Glassworm is back: A new wave of invisible Unicode attacks hits repositories

Detection & Mitigation Ideas

  • Many argue this class of attack is easy to detect mechanically:
    • Simple grep regexes for zero‑width/variation selector code points are suggested.
    • Lint rules or AV rules could flag any occurrence of eval() and non‑printing characters.
    • Some teams already enforce “ASCII-only source” or “no Unicode in code” via linters/hooks.
  • Others prefer a narrower blocklist: e.g., flag variation selectors and zero‑width characters specifically in source files while still allowing Unicode in resources/docs.
  • Pre‑commit hooks and CI checks are proposed as language‑agnostic defenses.

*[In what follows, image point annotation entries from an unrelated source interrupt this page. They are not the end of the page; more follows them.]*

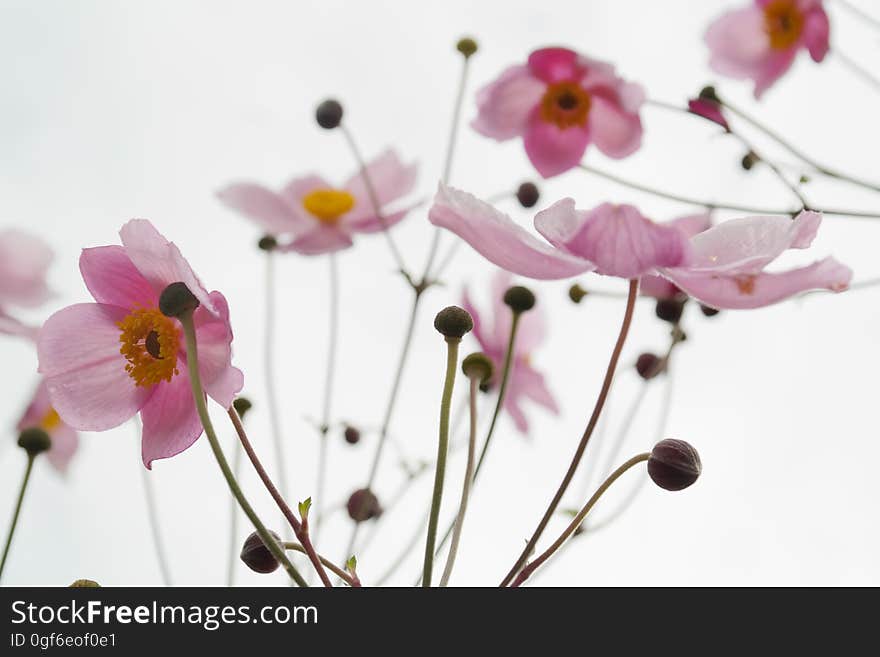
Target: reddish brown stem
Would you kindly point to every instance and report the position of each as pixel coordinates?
(591, 425)
(302, 533)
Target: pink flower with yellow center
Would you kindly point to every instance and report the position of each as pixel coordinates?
(104, 362)
(559, 102)
(24, 261)
(41, 415)
(524, 381)
(312, 217)
(723, 267)
(760, 42)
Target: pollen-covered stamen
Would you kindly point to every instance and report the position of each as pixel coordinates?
(150, 342)
(328, 205)
(566, 104)
(783, 22)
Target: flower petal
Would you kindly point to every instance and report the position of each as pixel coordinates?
(78, 351)
(159, 260)
(738, 291)
(112, 278)
(498, 239)
(171, 422)
(24, 260)
(615, 132)
(749, 244)
(553, 150)
(269, 210)
(221, 380)
(505, 105)
(616, 237)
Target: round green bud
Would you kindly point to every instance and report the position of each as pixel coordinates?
(479, 366)
(34, 441)
(176, 300)
(453, 322)
(520, 299)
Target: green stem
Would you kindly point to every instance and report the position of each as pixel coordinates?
(442, 447)
(27, 476)
(466, 485)
(195, 378)
(579, 518)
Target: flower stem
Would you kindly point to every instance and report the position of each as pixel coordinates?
(591, 425)
(12, 525)
(300, 529)
(328, 391)
(442, 448)
(332, 567)
(578, 519)
(189, 332)
(466, 486)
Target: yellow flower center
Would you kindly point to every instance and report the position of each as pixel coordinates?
(566, 104)
(327, 205)
(50, 420)
(783, 23)
(150, 342)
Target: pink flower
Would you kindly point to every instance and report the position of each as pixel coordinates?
(708, 109)
(24, 260)
(314, 216)
(560, 102)
(104, 362)
(652, 285)
(727, 270)
(722, 267)
(760, 42)
(615, 240)
(40, 414)
(524, 382)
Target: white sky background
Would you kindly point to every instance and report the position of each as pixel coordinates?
(113, 110)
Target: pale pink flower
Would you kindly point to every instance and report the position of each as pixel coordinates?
(24, 261)
(104, 362)
(312, 217)
(40, 414)
(760, 42)
(524, 381)
(722, 267)
(559, 102)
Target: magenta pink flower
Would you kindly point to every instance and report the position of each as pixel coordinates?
(24, 261)
(314, 217)
(41, 415)
(524, 381)
(560, 102)
(760, 42)
(722, 267)
(106, 361)
(615, 240)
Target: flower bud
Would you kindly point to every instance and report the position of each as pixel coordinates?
(34, 441)
(520, 299)
(267, 243)
(466, 46)
(527, 194)
(649, 365)
(329, 114)
(708, 311)
(363, 505)
(176, 300)
(352, 436)
(670, 310)
(576, 293)
(257, 556)
(674, 464)
(477, 365)
(453, 322)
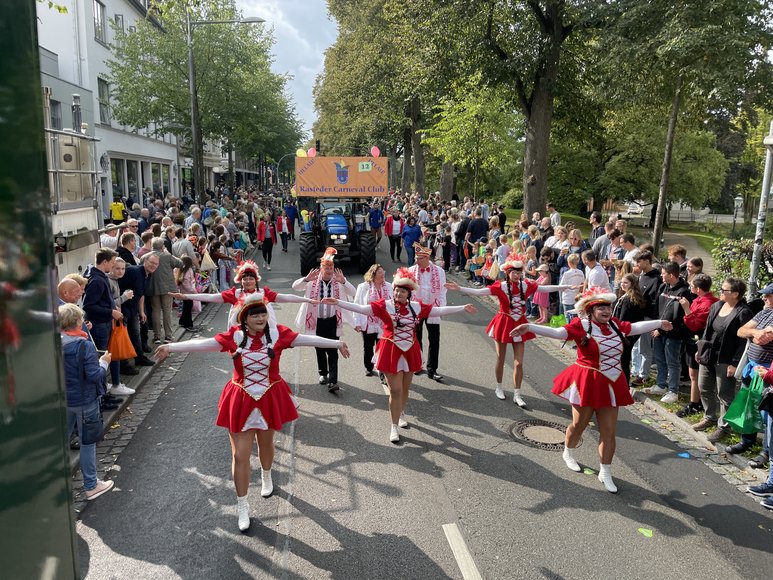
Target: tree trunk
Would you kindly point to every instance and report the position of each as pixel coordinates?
(446, 181)
(657, 233)
(418, 150)
(407, 160)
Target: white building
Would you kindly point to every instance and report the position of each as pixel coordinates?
(133, 163)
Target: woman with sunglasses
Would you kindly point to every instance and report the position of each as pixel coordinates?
(398, 353)
(257, 401)
(512, 293)
(595, 384)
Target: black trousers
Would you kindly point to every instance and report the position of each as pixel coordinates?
(268, 246)
(433, 333)
(395, 247)
(369, 340)
(327, 358)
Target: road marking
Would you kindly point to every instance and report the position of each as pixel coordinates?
(461, 552)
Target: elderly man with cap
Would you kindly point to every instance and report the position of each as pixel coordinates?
(325, 320)
(595, 383)
(432, 290)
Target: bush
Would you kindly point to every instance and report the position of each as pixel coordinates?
(733, 258)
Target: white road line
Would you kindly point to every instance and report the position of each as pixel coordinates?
(461, 552)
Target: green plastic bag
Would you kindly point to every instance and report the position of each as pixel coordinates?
(744, 415)
(558, 321)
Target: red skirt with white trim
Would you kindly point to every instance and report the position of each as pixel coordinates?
(500, 326)
(390, 359)
(277, 406)
(587, 387)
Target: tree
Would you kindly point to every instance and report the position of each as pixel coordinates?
(149, 77)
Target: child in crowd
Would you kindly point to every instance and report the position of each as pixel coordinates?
(542, 299)
(571, 277)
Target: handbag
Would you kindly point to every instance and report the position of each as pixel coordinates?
(207, 263)
(120, 345)
(743, 415)
(704, 353)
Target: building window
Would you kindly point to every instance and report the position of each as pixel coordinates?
(104, 101)
(56, 115)
(100, 25)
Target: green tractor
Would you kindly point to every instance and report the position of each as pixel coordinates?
(341, 223)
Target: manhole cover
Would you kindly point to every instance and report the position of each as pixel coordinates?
(541, 434)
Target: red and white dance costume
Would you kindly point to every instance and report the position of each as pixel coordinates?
(512, 307)
(398, 349)
(256, 397)
(370, 326)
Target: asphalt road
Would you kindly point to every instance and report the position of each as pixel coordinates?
(349, 504)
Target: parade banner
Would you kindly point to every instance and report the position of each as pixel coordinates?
(341, 176)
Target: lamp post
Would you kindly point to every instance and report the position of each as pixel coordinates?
(196, 144)
(737, 204)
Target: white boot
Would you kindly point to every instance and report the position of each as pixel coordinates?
(569, 459)
(605, 477)
(244, 513)
(267, 486)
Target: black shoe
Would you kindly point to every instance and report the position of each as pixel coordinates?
(759, 462)
(737, 448)
(690, 409)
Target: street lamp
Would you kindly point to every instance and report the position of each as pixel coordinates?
(737, 204)
(198, 162)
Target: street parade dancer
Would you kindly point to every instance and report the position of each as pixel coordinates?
(325, 320)
(248, 275)
(595, 383)
(512, 294)
(398, 355)
(432, 290)
(257, 401)
(373, 289)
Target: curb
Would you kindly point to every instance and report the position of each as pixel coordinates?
(136, 382)
(685, 428)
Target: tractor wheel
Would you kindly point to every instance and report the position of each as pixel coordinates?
(308, 248)
(367, 250)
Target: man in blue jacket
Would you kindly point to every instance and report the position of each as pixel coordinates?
(101, 310)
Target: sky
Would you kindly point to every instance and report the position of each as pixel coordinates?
(302, 32)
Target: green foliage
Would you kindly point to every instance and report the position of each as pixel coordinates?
(240, 99)
(733, 258)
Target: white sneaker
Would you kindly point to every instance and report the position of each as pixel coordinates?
(243, 509)
(267, 485)
(605, 477)
(670, 398)
(570, 461)
(121, 390)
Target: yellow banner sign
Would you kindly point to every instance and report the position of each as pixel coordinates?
(341, 176)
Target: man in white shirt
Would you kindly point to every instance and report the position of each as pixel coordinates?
(595, 275)
(555, 217)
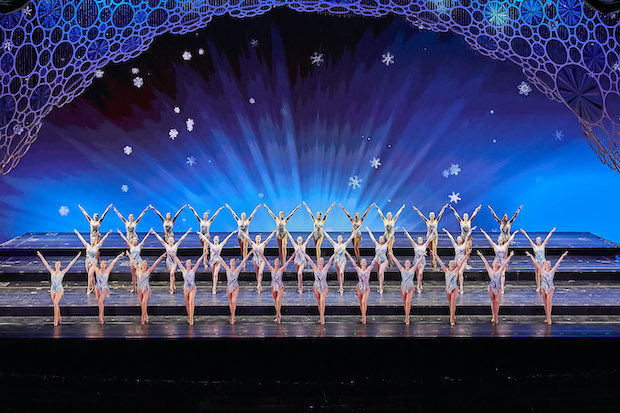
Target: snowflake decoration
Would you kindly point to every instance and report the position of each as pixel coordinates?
(387, 58)
(524, 89)
(317, 59)
(355, 182)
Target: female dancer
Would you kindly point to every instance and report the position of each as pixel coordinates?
(57, 289)
(134, 252)
(380, 257)
(205, 226)
(92, 256)
(495, 285)
(130, 224)
(320, 282)
(356, 229)
(539, 253)
(168, 222)
(460, 247)
(406, 285)
(431, 230)
(95, 223)
(144, 288)
(451, 289)
(300, 260)
(259, 264)
(189, 285)
(339, 258)
(277, 286)
(215, 249)
(501, 249)
(171, 252)
(243, 225)
(102, 274)
(363, 283)
(419, 249)
(281, 222)
(232, 277)
(389, 223)
(546, 274)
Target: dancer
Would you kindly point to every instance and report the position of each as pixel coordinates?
(356, 229)
(243, 225)
(539, 253)
(407, 274)
(171, 252)
(215, 250)
(259, 264)
(460, 247)
(389, 223)
(501, 249)
(546, 274)
(102, 274)
(495, 285)
(320, 282)
(92, 256)
(189, 285)
(282, 233)
(95, 223)
(431, 230)
(339, 258)
(168, 222)
(130, 224)
(363, 283)
(232, 285)
(419, 249)
(57, 290)
(277, 286)
(451, 289)
(205, 226)
(135, 249)
(144, 288)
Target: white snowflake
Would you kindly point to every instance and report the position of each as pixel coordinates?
(387, 58)
(524, 89)
(355, 182)
(317, 59)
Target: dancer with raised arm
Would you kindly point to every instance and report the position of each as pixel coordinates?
(259, 263)
(356, 229)
(135, 249)
(168, 222)
(339, 258)
(282, 233)
(232, 281)
(431, 230)
(171, 252)
(320, 282)
(452, 291)
(56, 289)
(419, 250)
(144, 288)
(318, 233)
(92, 257)
(243, 226)
(189, 285)
(546, 277)
(539, 253)
(215, 250)
(363, 282)
(388, 224)
(495, 284)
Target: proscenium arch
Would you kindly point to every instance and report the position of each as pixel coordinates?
(52, 49)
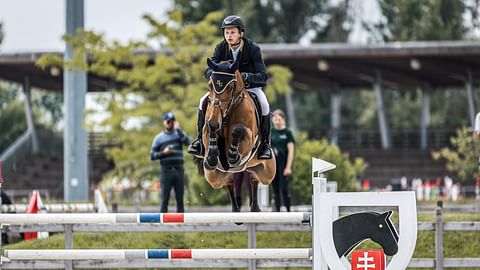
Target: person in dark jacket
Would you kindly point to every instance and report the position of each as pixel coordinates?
(167, 147)
(254, 75)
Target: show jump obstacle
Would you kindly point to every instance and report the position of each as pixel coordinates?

Responsibility of Platforms & Tools

  • Strong view that GitHub (and similar platforms/editors) should:
    • Highlight invisible characters in diffs and code views.
    • Provide built‑in scanning similar to secret scanning.
  • Debate over whether this is a moral “responsibility” vs just “good product design,” but broad agreement it would improve safety.
  • One commenter notes GitHub already advertises a warning for hidden Unicode, but it reportedly fails in some cases; a bug bounty confirmed the issue but was deemed low‑risk to fix.

Eval and Code Review Practices

  • Widespread agreement that eval() is almost always a red flag and should trigger heightened scrutiny or be banned by policy.
  • Some note rare legitimate uses, but still treat it as a “live bomb.”
  • Example code shows how to evade simple eval keyword searches using the Function constructor and obfuscation.
  • Several criticize maintainers merging code with opaque transforms and eval, though others point out that in at least one highlighted repo the likely vector was stolen credentials and a malicious force‑push, not a reviewed PR.

Debate on Unicode in Source Code

  • One camp argues invisible characters and visually confusable code points are design mistakes; they advocate ASCII‑only source or whitelisting a tiny visible subset.
  • The opposing camp counters that invisible characters are essential for real‑world writing systems (RTL scripts, ligatures, word breaks, Hangul, Mongolian, etc.) and that Unicode’s goal is semantic, not purely visual.
  • A compromise position suggests: keep full Unicode for text in general, but treat many invisible or presentation‑only characters as inherently suspect in source code and flag them by default.

How Serious is the Threat?

  • Some think the danger is overstated: an eval() on an “empty” string already looks suspicious, regardless of invisible payload.
  • Others stress that invisible characters underpin broader attack classes (direction overrides, lookalikes, escape sequences) and that relying solely on human review is demonstrably insufficient; automated checks and better tooling are seen as necessary.